Нанеся Хансу Пекарю утренний визит, я уже собирался выйти на улицу, как он повернулся ко мне и спросил:
"Ты придёшь вечером, Альберт?"
Я молча кивнул, и он прибавил:
"Я ещё не рассказал тебе об острове… а кто знает, сколько мне осталось…"
Я тут же бросился ему на шею.
"Ты не должен умереть! — вырвалось у меня. — Слышишь, никогда!"
"Все старые люди рано или поздно должны умереть, — сказал он и положил руку мне на плечо. — Но тогда неплохо знать, что есть человек, который продолжит твоё дело".
♠ Вечером, когда я подошёл к дому Ханса Пекаря, он ждал меня у колонки.
"Ну вот, он уже на месте", — сказал Пекарь.
Я сразу понял, что он имеет в виду пурпурный лимонад.
"И я никогда больше его не отведаю?" — невольно спросил я.
"Никогда!" — хмыкнул старик.
Он был непривычно строг и властен. Но я понимал, что он прав. Что я больше никогда не отведаю этого таинственного напитка.

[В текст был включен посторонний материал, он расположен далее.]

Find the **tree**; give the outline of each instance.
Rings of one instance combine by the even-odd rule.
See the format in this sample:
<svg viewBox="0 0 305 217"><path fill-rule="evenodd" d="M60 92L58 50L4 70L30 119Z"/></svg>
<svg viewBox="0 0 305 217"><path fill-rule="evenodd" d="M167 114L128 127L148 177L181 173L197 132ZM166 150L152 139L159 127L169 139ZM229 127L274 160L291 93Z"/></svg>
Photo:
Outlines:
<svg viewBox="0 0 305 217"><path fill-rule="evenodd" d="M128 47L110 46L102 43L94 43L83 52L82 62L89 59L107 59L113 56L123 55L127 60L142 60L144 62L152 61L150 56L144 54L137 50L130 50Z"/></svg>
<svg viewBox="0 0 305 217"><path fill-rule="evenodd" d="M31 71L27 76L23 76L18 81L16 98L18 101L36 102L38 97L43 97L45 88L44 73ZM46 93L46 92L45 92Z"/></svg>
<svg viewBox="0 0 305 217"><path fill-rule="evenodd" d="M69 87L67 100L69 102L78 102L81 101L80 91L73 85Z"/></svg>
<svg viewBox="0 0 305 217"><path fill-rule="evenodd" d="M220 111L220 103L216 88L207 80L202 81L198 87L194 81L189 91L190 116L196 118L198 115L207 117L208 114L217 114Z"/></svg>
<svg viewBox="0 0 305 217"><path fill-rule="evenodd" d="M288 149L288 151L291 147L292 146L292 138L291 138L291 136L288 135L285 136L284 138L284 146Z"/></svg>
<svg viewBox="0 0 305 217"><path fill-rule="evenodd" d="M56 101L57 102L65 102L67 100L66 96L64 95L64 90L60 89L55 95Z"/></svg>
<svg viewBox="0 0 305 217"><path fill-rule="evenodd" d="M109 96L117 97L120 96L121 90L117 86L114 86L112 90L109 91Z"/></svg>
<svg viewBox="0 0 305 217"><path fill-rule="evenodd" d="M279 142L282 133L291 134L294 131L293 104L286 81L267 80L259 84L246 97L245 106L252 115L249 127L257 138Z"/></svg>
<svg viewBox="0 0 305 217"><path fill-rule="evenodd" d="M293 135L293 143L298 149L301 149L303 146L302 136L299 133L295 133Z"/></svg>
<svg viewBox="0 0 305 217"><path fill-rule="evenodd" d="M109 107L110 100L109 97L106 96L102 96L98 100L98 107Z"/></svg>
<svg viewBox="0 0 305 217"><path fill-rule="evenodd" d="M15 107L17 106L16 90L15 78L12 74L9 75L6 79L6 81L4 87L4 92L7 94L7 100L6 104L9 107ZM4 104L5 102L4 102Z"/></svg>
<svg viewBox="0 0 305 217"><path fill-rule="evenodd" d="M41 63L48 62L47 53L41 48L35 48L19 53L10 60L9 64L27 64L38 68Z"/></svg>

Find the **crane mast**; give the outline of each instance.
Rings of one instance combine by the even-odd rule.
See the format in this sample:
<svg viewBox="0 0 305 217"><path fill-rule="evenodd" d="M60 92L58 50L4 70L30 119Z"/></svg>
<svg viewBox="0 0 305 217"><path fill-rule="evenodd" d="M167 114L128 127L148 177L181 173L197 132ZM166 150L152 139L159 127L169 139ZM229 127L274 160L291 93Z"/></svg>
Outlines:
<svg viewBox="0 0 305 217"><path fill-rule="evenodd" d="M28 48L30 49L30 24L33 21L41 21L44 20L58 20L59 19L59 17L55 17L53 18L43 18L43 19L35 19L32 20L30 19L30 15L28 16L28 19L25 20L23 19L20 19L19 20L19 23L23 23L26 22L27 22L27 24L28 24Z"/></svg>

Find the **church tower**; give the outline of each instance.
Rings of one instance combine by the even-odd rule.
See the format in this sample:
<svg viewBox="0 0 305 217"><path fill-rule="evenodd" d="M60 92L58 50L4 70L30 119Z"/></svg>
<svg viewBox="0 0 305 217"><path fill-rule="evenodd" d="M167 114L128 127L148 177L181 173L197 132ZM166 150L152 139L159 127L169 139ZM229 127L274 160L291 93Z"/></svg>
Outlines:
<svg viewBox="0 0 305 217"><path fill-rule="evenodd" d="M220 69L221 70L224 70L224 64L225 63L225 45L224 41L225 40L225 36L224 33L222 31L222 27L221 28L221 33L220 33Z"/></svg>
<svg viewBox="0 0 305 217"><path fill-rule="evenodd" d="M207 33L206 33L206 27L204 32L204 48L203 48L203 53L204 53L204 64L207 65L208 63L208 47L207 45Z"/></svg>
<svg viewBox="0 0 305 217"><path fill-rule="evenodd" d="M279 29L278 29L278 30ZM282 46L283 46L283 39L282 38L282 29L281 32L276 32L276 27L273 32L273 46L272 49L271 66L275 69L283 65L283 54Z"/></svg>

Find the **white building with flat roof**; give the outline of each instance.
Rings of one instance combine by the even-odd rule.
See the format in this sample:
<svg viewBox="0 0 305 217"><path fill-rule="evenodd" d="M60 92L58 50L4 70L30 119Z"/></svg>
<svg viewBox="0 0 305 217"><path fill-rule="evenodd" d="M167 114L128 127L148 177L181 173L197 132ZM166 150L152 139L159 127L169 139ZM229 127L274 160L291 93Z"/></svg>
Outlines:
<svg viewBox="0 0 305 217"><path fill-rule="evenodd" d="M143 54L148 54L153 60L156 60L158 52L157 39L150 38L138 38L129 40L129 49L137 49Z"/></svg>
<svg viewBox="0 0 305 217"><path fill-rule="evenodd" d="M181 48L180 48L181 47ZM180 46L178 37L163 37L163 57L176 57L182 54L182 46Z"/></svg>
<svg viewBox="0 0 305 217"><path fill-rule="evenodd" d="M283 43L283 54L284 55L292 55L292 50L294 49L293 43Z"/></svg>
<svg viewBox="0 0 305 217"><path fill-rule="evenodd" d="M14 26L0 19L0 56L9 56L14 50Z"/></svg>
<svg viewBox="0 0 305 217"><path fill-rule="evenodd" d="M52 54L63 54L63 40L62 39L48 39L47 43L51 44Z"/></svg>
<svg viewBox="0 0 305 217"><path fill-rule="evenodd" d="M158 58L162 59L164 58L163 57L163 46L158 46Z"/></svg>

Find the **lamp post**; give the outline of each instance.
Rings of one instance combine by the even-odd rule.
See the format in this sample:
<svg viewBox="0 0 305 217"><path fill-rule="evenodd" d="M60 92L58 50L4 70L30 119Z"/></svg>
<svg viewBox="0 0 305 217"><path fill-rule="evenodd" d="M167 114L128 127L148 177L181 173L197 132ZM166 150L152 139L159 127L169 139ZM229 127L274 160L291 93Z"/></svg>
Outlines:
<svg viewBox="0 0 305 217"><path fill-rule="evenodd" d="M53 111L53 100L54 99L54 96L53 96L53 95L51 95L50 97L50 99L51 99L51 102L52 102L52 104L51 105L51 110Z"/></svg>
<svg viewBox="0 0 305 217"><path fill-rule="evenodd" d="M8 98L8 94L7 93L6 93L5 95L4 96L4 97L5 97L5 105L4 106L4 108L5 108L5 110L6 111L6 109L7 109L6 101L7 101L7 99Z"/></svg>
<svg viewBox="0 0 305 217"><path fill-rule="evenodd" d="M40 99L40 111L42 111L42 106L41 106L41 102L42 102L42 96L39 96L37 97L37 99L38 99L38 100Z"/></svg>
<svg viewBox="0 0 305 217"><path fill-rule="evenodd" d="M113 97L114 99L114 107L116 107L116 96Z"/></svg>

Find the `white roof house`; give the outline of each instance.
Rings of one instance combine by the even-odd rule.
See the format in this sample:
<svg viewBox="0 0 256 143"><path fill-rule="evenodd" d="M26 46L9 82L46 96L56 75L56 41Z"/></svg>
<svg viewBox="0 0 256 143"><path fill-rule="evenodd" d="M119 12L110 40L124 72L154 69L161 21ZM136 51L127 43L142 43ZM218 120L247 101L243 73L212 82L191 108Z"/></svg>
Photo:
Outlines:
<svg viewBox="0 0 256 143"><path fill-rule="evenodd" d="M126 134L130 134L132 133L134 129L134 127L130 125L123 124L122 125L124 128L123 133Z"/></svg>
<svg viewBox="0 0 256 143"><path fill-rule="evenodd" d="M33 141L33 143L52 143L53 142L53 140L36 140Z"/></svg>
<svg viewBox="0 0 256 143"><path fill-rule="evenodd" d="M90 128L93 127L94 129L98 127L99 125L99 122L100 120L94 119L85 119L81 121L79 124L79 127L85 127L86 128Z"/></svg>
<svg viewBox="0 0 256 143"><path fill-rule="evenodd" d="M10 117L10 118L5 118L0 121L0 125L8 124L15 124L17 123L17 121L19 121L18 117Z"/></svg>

"Теперь бутылка будет стоять на чердаке, — продолжал он, — и забрать её оттуда можно будет только через полвека. Тогда в твою дверь постучит молодой человек — он придёт, чтобы отведать этого сверкающего напитка. Таким образом, содержимого бутылки хватит на несколько поколений. А однажды… однажды этот удивительный ручей потечёт в Страну Завтра. Ты всё понимаешь, сынок? Или я выражаюсь слишком сложно?"
Я ответил, что всё понял, и мы вошли в дом, наполненный странными предметами со всех уголков света. Как и вчера вечером, мы расположились возле очага. Там на столике стояли два бокала. Ханс Пекарь наполнил их черничным соком из старинного графина.
"Я родился в Любеке холодной январской ночью тысяча восемьсот одиннадцатого года, — начал Ханс Пекарь. — В самый разгар Наполеоновских войн. Отец, как и я теперь, был пекарем, но я рано решил, что хочу стать моряком. По правде сказать, меня к этому вынудили обстоятельства. В семье было восемь детей, и отцу с его маленькой пекарней трудно было прокормить такую ораву. Всего пятнадцати лет от роду — в тысяча восемьсот двадцать шестом году — я нанялся на большое парусное судно, стоявшее в Гамбурге. Оно было приписано к норвежскому городу Арендалу и называлось "Мария".
Больше пятнадцати лет "Мария" была моим домом и моей жизнью. Но вот осенью тысяча восемьсот сорок второго года мы вышли с грузом из Роттердама в Нью-Йорк. У нас была опытная команда, но нас подвели компас и октант. Думаю, мы чересчур отклонились на юг, уже по выходе из Ла-Манша. Должно быть, мы шли прямо в Мексиканский залив. Как это случилось, для меня навсегда осталось загадкой.